The IBIS study hopes to further past research that has demonstrated both brain overgrowth and the arrival of the social symptoms often attributed to autism occur at around the end of a child’s first year of life.5 In 2003, Dr. Courchesne found evidence that after several months of life “head size increased from the 25th percentile based on the CDC averages of healthy infants to the 84th percentile in 6 to 14 months.”6 The IBIS study has already begun to release some of their own results regarding brain development in infants. In 2012, a study headed by Joe Piven, M.D., the Principal Investigator of the IBIS, “found clear differences in brain communication pathways as early as 6 months and continuing through 2 years of age in children who were later diagnosed with autism spectrum disorder (ASD).”7 The study was conducted on 92-high risk siblings, of which 28 met the criteria for ASDs at 24 months of age.8 These individuals demonstrated abnormal development of white matter fiber tracts by 6 months of age.9 This breakthrough discovery reveals that “before the emergence of behavioral symptoms, the neural networks that connect different brain regions are not developing normally in infant siblings who go on to develop autism.”9 According to Geri Dawson, Autism Speaks’ Chief Science Officer9, the implications of this study are two-fold:


  • The evidence helps researchers to understand why complex behaviors, such as social interactions, may be difficult for individuals with autism, because these behaviors require the coordination of many brain systems.
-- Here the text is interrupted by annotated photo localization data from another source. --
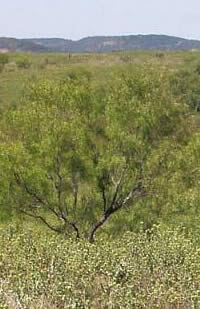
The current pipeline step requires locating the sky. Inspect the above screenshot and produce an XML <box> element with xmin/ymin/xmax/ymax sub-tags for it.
<box><xmin>1</xmin><ymin>0</ymin><xmax>200</xmax><ymax>40</ymax></box>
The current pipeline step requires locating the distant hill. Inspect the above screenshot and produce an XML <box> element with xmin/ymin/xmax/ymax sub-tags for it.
<box><xmin>1</xmin><ymin>34</ymin><xmax>200</xmax><ymax>53</ymax></box>
<box><xmin>0</xmin><ymin>37</ymin><xmax>49</xmax><ymax>52</ymax></box>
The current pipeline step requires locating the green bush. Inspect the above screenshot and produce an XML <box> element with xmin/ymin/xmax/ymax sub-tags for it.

  • The results could serve as evidence that potential “biomarkers” could be found via imaging, this would allow doctors to identify the risk of ASD before the behavioral symptoms appear. Like other neurological conditions, such as Alzheimer’s disease and Parkinson’s disease, early biomarkers can indicate those at risk and allow for treatment to start before the symptoms are visible.


The latter implication is especially important because research has shown that the earlier the intervention occurs, the greater chance the individual has at reducing, or even preventing entirely, the symptoms of autism.10 The sample size of this study is only a fraction of the IBIS’ overall goal. In the long-term, the IBIS hopes to monitor and analyze brain development of 544 siblings of children with autism5 and 150 low risk infants.11



In 2010, the Infant Brain Imaging Study expanded its scope to include infants with siblings diagnosed with Fragile X Syndrome (FXS). The study’s expansion was made possible through new funding from the Eunice Kennedy Shriver National Institute of Health & Development.3 Fragile X syndrome is one of the most common forms of inherited intellectual disability12, and according to a 2009 study, FXS has an incidence in males of 1 in 5161.13 The expansion of this study is of particular importance because “approximately 1/3 of children with Fragile X also receive diagnosis of autism, [and] studying the brain development of these individuals very early on in life will provide important clues about what happens during brain development, when, and why.”3



The Infant Brain Imaging Study began as a project entitled “A Longitudinal MRI Study of Infants at Risk for Autism.”14 The study has expanded with supplemental funding from the NIH, Autism Speaks, and the Simons Foundation Autism Research Initiative, since the initial award of $10 million by the National Institutes of Health in 2007.14 The multi-site study is a collaborative effort between the Children’s Hospital of Philadelphia, University of Washington, Washington University in St. Louis, and is led by researchers at the University of North Carolina at Chapel Hill. Participation in this study is ongoing and interested parents are encouraged to contact the IBIS Network15 if they meet the requirements of having a six month old or younger whose sibling has been diagnosed with ASD. Participants will be reimbursed for travel and related expenses.